Our juniors are independent thinkers who are grappling with current issues in their own way. They are bringing their experiences, interests, and ideas to their understanding of, and predictions about the world they will inhabit as adults.

We compiled all 138 research questions we have seen so far into word clouds, which are images composed of research questions in which the size of each word indicates its frequency of use.

This deep dive into our junior's curiosity provides us with ideal collection development information. We are building a research pathfinder to help our learners access seminal work on their topics in a variety of formats.
  • articles
  • books
  • radio or podcasts
  • video
and also ideas and people that/who are getting a lot of traction in the media.

The pathfinder is a work in progress. This exercise will guide our next additions and revisions. For example, our book recommendations need to be reorganized. We have the right books, but our classifications do not consistently align with students' research questions. For example, we placed books on race relations under civil rights, but student research questions in that category focused on women's rights. Students who chose to examine race did so through the lens of either education, law enforcement, or prosperity.

Student work informs our practice. Co-teaching with our colleagues empowers us to improve our collection, our instruction, and ultimately student achievement. We are very fortunately to teach in such a collaborative learning community. Have a wonderful holiday. 

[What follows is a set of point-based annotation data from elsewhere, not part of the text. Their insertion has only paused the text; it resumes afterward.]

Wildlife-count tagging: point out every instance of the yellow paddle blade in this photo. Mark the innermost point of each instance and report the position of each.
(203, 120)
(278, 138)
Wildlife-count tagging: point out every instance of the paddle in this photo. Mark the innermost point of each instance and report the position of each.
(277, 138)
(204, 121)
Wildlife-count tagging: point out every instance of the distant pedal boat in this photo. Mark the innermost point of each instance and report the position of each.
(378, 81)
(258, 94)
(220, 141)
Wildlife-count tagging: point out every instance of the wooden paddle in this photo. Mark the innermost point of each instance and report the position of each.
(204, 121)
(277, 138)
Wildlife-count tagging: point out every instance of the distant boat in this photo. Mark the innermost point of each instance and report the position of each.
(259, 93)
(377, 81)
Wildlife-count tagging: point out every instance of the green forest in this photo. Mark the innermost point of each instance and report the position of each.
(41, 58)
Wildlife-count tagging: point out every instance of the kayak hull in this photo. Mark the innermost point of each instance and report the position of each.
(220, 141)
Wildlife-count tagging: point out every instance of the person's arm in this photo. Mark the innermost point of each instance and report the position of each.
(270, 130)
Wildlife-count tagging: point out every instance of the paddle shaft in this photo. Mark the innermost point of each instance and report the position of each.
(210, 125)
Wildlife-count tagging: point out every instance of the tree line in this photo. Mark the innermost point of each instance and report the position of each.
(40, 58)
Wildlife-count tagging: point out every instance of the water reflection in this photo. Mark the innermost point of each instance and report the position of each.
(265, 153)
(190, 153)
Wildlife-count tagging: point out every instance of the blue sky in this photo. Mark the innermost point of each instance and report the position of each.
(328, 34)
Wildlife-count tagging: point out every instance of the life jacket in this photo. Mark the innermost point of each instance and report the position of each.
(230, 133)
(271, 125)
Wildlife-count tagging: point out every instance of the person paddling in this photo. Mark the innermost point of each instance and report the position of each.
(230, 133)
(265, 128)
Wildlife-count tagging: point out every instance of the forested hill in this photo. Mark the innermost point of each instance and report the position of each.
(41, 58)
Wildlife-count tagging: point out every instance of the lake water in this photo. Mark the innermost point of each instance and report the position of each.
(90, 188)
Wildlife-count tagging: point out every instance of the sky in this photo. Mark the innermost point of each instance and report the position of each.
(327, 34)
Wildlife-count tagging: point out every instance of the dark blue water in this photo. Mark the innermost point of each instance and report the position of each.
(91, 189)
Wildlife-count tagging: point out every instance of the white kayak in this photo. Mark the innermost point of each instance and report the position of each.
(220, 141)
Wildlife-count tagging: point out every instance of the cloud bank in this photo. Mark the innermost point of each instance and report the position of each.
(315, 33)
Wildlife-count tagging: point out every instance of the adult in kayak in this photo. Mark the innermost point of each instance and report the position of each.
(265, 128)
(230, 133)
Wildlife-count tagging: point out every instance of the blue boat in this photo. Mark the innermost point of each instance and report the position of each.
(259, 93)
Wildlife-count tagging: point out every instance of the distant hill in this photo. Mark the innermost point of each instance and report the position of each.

Thursday, December 5, 2019

December is a Flurry of Reading, Research and Writing Good Questions

NCHS Reads

There is a general perception that teenagers do not read. Our data collection tells a different story. We've circulated nearly 1,700 books this year. Clicking through the slides below tells us that students prefer print reading for fiction and digital reading for research. Our students read more books on social sciences and history than any other Dewey classification. The database chart suggests that students carefully align their database use with their inquiry research tasks. While Gale (comprehensive one-stop-shop for K-12 research) usage was high in September, it dropped off in October. On the other hand, JSTOR (scholarly research) and EBSCO (primarily eBooks and academic research) usage surged in October. Overall database usage increased in October. Once we get the statistics, November will likely show a surge in ProQuest usage. This is our National Newspapers database, which is a core resource for the Junior Research Paper.

Freshman Reading

Ms. Magilnick and Ms. Fitzpatrick's students selected books for literature circles. Their books will prime students for research on a theme explored in their chosen narrative. They will deliver a speech on their inquiry findings as a culminating experience to conclude the unit. Students were presented with a selection of 25 or so possible titles. What follows is a list of the books students chose. 

Ms. Hamill launched a graphic novel reading unit. Her students will read one of the following two books. 

Research Begins with Inquiry

Teacher-Librarians are co-teaching with English teachers to give juniors feedback on research questions, thesis statements, and works cited. Juniors analyze their research notes to develop original thesis statements and create properly formatted works cited that reflect the in-text citations used in the research paper.

Citing Sources MLA Style

Freshmen are learning how to cite sources using Modern Language Association formatting. Students watch video tutorials at their own pace and complete a short assessment to practice creating proper works cited.  

Makerspace Moves

World Language students creatively prepared for International Day.

AP Government and Politics students designed a Presidential Election Game that had a mix of strategy and luck. The game addressed ideas, such as assembling a campaign staff, Invisible Primary, and Electoral College.

AP Economics classes investigated market structures, specifically monopolistic competition, by creating hamburgers. The student's work demonstrated why fast food restaurants are excellent examples of this type of market. Very similar, but with important differences, students worked to create the "best" burger and then marketed their design to the class in the following period.